Twelve backers who supported the project at the highest level also received original artwork with their books. Here are two of the akashic titan drawings I did . . . I didn't scan them, these are pictures I took with my phone, so they're kind of grimy, but hey:
MEANWHILE, ON KINDLE VELLA
I continue to serialize my surreal occultist detective novel The Lobster-Quadrille through Kindle Vella. You can read the first three chapters for free, and then each one after that costs about 30 cents. It's a story about two detectives who meet in a bar and then go their separate ways, each spiraling deeper into the city's occult mysteries and getting involved in a war among different factions. Here's a list of the chapters that have come out so far, and hey, each one is a handy link:
1. A Man Walks Into a Bar
2. Zaxalaqualixia
3. Beyond the Laundromat
4. Death Comes Quickly to Those Who Wait
5. Asbestos and Lead Paint
6. Ingrid's Job Interview
7. The Capricorn
8. Abracadabra, Ialdabaoth, IKZHIKAL
My other Kindle Vella story, Armistice Hawkins and the New Architects of Creation, is still on hiatus but new chapters will be coming soon. So this is a great time to get caught up!
BOOKS I'VE READ SINCE LAST MONTH’S NEWSLETTER
I have piles of unread novels, graphic novels, and comic books sitting around my house, some of them that I've been intending to read for decades. It really makes no sense for me to buy no books. So I went out of town and, obviously, I bought some new books. Except, in my defense, they were actually old books.
When we were on a family vacation in Brown County, Indiana, I stopped in a local bookstore and found Edgar Rice Burroughs's A Fighting Man of Mars on sale for just four dollars. It's the 7th book in the series, but you really don't need to read them in order, and I'd already read a couple of them. The story was originally serialized way back in 1930; this charming paperback is from 1974. I thought it would be fun to have a beat-up paperback book I could carry around in my pocket and read when I had a few spare minutes and, reader, it was. Just the sort of light, readable pulp adventure I needed.
Oh, wait, last time I said I was going to try and start describing plots, didn't I? Okay, so this is from the John Carter of Mars series. This is the first book that is not about John Carter, his children, or someone from Earth. For the first time it's Just Some Guy on Mars, specifically Hadron of Hastor, the fighting man of the title. He's a warrior, he's in love with this noblewoman, but she won't give him the time of day. Then she's kidnapped, so he vows to rescue her and sets out. Adventure ensues! Along the way he rescues a slave girl, and he and the slave girl really hit it off, and become good friends, and in fact they have a much stronger bond than the noblewoman he's going to rescue, but he keeps reminding himself that the cruel, dismissive, entitled woman is his true love. You will never guess what happens at the end! Unless you have ever encountered narrative fiction before! But we do not go to Burroughs for surprising endings, we go for the constant stream of ADVENTURE.

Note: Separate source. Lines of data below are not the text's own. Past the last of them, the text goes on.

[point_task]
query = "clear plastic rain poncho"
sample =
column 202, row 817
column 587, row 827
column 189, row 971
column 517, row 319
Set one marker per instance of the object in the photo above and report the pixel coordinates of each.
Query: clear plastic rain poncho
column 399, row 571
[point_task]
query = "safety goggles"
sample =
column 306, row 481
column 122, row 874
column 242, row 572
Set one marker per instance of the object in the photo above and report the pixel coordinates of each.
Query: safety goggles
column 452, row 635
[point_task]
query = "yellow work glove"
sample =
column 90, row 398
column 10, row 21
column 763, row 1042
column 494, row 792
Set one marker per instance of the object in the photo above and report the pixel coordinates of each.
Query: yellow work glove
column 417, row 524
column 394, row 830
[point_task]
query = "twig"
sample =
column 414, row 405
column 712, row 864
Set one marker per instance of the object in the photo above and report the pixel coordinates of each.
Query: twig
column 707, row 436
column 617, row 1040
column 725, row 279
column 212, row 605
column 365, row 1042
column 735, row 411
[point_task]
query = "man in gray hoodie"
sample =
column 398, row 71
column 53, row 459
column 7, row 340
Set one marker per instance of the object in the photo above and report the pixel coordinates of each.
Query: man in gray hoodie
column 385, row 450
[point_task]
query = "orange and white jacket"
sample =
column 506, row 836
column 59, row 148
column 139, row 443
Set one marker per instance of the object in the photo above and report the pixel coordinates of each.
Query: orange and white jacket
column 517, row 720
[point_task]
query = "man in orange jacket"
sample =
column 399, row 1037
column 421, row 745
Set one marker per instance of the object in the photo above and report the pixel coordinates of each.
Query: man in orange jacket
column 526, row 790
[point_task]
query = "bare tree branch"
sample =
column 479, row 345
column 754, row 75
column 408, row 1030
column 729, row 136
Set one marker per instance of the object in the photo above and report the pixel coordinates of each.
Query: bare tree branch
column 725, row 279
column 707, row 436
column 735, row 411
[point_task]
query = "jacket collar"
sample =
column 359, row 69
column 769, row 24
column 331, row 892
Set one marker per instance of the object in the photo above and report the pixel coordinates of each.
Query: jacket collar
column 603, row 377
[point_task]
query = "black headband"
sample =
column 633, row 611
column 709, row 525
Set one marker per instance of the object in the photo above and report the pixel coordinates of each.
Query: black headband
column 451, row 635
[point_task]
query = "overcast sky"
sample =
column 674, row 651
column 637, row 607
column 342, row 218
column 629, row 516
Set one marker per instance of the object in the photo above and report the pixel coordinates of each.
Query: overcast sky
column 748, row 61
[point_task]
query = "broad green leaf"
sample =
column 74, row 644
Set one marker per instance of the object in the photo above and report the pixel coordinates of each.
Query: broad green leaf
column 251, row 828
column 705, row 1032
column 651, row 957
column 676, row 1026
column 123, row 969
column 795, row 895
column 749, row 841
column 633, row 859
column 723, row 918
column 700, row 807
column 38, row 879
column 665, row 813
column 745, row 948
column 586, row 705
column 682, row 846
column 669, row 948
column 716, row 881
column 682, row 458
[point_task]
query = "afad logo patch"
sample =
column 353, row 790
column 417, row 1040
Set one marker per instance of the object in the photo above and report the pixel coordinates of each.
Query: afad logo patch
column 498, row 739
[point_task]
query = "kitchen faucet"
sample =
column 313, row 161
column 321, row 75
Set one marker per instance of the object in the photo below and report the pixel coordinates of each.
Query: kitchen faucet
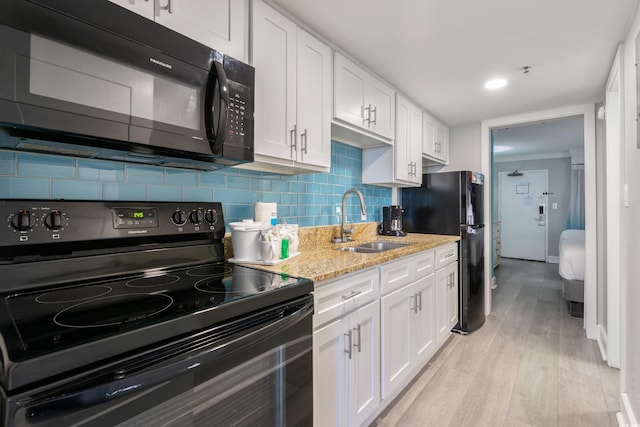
column 348, row 232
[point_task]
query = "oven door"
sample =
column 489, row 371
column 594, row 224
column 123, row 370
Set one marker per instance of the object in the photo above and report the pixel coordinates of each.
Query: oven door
column 78, row 72
column 249, row 372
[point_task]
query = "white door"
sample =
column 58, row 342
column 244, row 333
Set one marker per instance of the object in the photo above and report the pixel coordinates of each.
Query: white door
column 364, row 382
column 313, row 101
column 523, row 214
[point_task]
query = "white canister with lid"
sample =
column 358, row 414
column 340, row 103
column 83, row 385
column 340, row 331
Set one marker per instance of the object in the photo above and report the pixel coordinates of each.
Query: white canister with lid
column 267, row 213
column 245, row 237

Having enjoyed that trashy pulp science-fantasy paperback, I could not resist buying Tower at the Edge of Time at the Goodman Games booth at Gen Con. Goodman Games publishes Dungeon Crawl Classics, the game that Akashic Titan: Blue Bolt is a setting for. The thing that initially attracted me to DCC was that it is inspired and influenced by what they call Appendix-N fiction, which is, among other things, novels like A Fighting Man of Mars and Tower at the Edge of Time. Tower is written by Lin Carter, who is better known as an editor than a writer, but who produced many books inspired by H.P. Lovecraft, Robert Howard, and the like. My short review of Tower at the Edge of Time is this: if that cover up there looks like a story you want to read, you'll like it, and if it doesn't, you won't. My slightly longer review is that I liked it, but the first half was too padded. There's a mysterious, wealthy figure who wants to hire the warrior Thane, our hero (the guy with red hair on the cover), to journey to the Tower at the Edge of Time. And Thane says no. And Thane runs away, and the guy's men come after him, and they capture him, and he gets away again, and it feels like a waste of time because, based on the title of the book, we know he's eventually going to go on this mission. That is the entire premise of the book. Why delay the inevitable for chapters and chapters? Well, obviously because the actual adventure of the Tower only takes up half the book and Carter didn't have anything else to fill the pages. I like the part in the Tower, though, and there's a great and mind-blowing sequence near the end that made it all worthwhile.
WHAT HAVE I BEEN WATCHING?
Star Trek, mostly. The wife and kids and I are watching Discovery season 2, and when Alice isn't around the kids and I are watching The Next Generation. We watched "Best of Both Worlds," the two-parter with Locutus of Borg, and man, that holds up! Great stuff!
I watched this show when it aired, back in the late 80s and early 90s, but I haven't really rewatched any of it since then. It's funny how few specific episodes I remember; it's mainly the gestalt, you know, the starship Enterprise, the Prime Directive, phasers, warp core, Klingon honor, the details are all a blur. It's hard for my kids to understand, when I say that I watched this show regularly each week but I didn't consider myself a Star Trek fan. I realized that it's because back then we only had four TV channels. There were no streaming services, video rental options were limited, there was not an endless buffet of entertainment options. If I wanted to watch a TV show at a certain time on a Sunday night, Star Trek: The Next Generation was my best option. So I watched it, unless I was doing something else. Nowadays we have so many shows available through streaming services alone, there's no reason my kids would ever say, "Well, there's nothing else on, I guess we'll watch this."
The funny thing is that I never identified as a Star Trek fan until now, as my kids and I are all getting increasingly obsessed. Just wait until you see our Halloween costumes . . .
On that note, I must beam out of here. Have a great month, we'll chat again in October.